Title: CROP RESIDUE AND PLANT HEALTH - RESEARCH OVERVIEW AND IMPLICATIONS FOR NO-TILL

Author
item Wuest, Stewart
item Skirvin, Katherine

Submitted to: Columbia Basin Agricultural Research Annual Report
Publication Type: Experiment Station
Publication Acceptance Date: 5/1/1999
Publication Date: N/A
Citation: N/A

Interpretive Summary: Wheat residue has been investigated for its potential to negatively influence growth of the following wheat crops. This article reviews the conclusions of scientific research conducted over the past four decades, and presents results from a recently completed greenhouse experiment. As residue ages and weathers, it rapidly loses the capacity to harm the following crop. This means that the cropping system we should be most concerned about in the dryland Pacific Northwest is fall planted wheat in an annual cropping system (winter wheat not following fallow). Our greenhouse study found that seedling wheat was harmed when its roots grew through buried residue. No-till systems do not produce buried residue, and this prevents the roots of fall-planted wheat from growing through unweathered residue. According to past research, we still need to be concerned with the large amounts of unweathered residue on the soil surface near the seedlings.
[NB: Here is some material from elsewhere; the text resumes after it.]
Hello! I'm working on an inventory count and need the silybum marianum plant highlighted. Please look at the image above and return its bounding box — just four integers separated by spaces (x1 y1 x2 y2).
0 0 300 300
Technical Abstract: Over the past four decades researchers have examined the effects of crop residue on the growth of plants. Residues have been shown to damage wheat and other crops in both laboratory and greenhouse studies. Only recent, unweathered residues produce a toxic effect. The growth impairments relate to germination, emergence, growth rates, or tillering. In a recently completed greenhouse study, wheat seedling height was reduced by 20 percent 20 days after planting when three-month-old wheat residues were placed about an inch below the seed (Stewart Wuest, unpublished data). Residue toxicity is only likely to cause problems in fall-seeded crops, because this is when we have large quantities of unweathered residues. Disease problems found in annual winter wheat cropping systems may be due to toxins as well as pathogens found in unweathered residues. These residues are often plowed under the surface where they are intercepted by the roots. No-till presents the opportunity to plant into ground with no buried residue. Fresh residues left on the surface of the soil remain a concern. Research at Pendleton has demonstrated that standing stubble can reduce light penetration into the seed row enough to reduce seedling vigor and tillering of winter wheat. Whether this results in a reduction in yield will depend on circumstances later in the growing season. In the Pacific Northwest, leaving residue near the seed row to reduce evaporation is an advantage when we plant fall crops into our light, dry soils. Our knowledge of the potential toxic effects of residue should allow us to maximize the benefits of surface residue cover produced in no-till and avoid the hazards to plant health in fall-seeded systems.